I think 15 months is fine.

My daughter is 18 months and needs a haircut but my husband is stuck on the fact that he does not want her hair cut. Thankfully she doesn't mind hair bows in her hair. Otherwise she looks like a sheepdog.


----------



## MCatLvrMom2A&X (Nov 18, 2004)

Never







seriously dd didnt have a hair cut until she was 8yo not even bangs at 8 she wanted bangs so we got them.

I used hairbows to hold dd's hair up off her eyes when it got long enough. I used the kind that would hurt if she pulled them so it was never an issue.


----------



## Materfamilias (Feb 22, 2008)

I had to cut DD's bangs really early because she takes everything out of her hair (bows, bands)







so I can't tie it back and she grew this really bizarre Mohawk shock of hair in the center of her head right down to her eyes. I think I trimmed it at about a year and then had a professional do it at 15 mo and she needs another already.


----------



## SparklingGemini (Jan 3, 2008)

I trimmed DD's hair myself when she was about 18 months because it was getting scraggly at the ends and tangling more. We're talking like 1/4-1/2". Also, since she had a bald spot as an infant, she has two layers of hair in the back and I'd like to keep trimming the bottom layer so the top layer will eventually catch up.

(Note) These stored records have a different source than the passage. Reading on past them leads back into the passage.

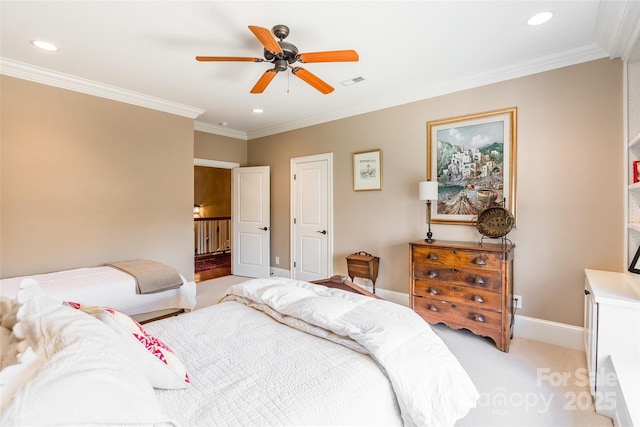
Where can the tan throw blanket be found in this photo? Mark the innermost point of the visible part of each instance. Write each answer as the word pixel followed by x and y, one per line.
pixel 150 276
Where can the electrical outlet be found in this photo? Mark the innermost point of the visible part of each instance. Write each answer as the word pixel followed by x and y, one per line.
pixel 517 301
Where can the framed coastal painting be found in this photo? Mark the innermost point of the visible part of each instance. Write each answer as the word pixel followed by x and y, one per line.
pixel 473 159
pixel 367 170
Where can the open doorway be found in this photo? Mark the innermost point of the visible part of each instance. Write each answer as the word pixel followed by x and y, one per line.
pixel 212 221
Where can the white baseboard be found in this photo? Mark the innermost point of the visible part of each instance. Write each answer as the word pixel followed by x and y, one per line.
pixel 530 328
pixel 549 332
pixel 280 272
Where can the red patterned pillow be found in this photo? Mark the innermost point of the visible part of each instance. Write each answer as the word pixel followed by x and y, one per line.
pixel 149 354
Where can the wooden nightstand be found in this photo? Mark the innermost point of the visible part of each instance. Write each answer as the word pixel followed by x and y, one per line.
pixel 362 264
pixel 464 285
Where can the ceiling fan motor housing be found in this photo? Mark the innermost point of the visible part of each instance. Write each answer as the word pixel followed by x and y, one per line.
pixel 289 54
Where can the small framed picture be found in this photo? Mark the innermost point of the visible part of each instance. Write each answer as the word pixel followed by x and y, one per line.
pixel 635 264
pixel 367 171
pixel 636 171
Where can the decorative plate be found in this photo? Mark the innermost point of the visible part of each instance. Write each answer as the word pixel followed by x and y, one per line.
pixel 495 221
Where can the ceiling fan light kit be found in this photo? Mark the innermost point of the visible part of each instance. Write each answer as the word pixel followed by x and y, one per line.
pixel 282 55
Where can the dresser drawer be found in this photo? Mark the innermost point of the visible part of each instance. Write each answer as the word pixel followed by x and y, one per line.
pixel 485 279
pixel 460 257
pixel 477 297
pixel 434 310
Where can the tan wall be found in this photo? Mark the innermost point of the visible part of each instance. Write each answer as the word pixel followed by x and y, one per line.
pixel 86 180
pixel 215 147
pixel 569 182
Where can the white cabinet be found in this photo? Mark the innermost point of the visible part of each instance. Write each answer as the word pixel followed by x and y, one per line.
pixel 612 343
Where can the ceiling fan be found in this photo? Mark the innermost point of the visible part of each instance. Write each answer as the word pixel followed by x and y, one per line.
pixel 283 54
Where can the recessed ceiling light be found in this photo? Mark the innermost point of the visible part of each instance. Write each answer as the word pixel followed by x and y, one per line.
pixel 540 18
pixel 44 45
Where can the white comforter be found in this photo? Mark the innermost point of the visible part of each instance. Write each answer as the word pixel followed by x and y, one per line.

As for taking her to get it CUT? Probably won't be for a LOOOOOONG time.

_I_ haven't even my own hair professionally cut in nineteen years.


----------



## limabean (Aug 31, 2005)

DD is 20 months and hasn't had her hair cut yet. I don't want to do bangs and she's good about leaving a clip in, so I'm trying to let it grow so that all of it is at least shoulder-length and then get a blunt cut and let it grow out from there.

It looks a little strange these days -- definitely not a haircut most people would intentionally go for (kind of a long shag/mullet







), but I think if I wait a few more months we'll be able to do a really cute blunt bob so I'm trying to be patient. I'll be glad to see those fine, tapered ends disappear, although I'm sure I'll be a little wistful about it while they're getting cut for the first time.


----------



## Lynn08 (Dec 2, 2008)

Man, I'm so jealous of all your lo's who have hair long enough to even think about cutting (or tying back or putting a clip/bow in). *sigh* My dd (17mo) is only starting to have anything thicker than peach fuzz, except for one lonely curl in the back that is almost to her shoulders now.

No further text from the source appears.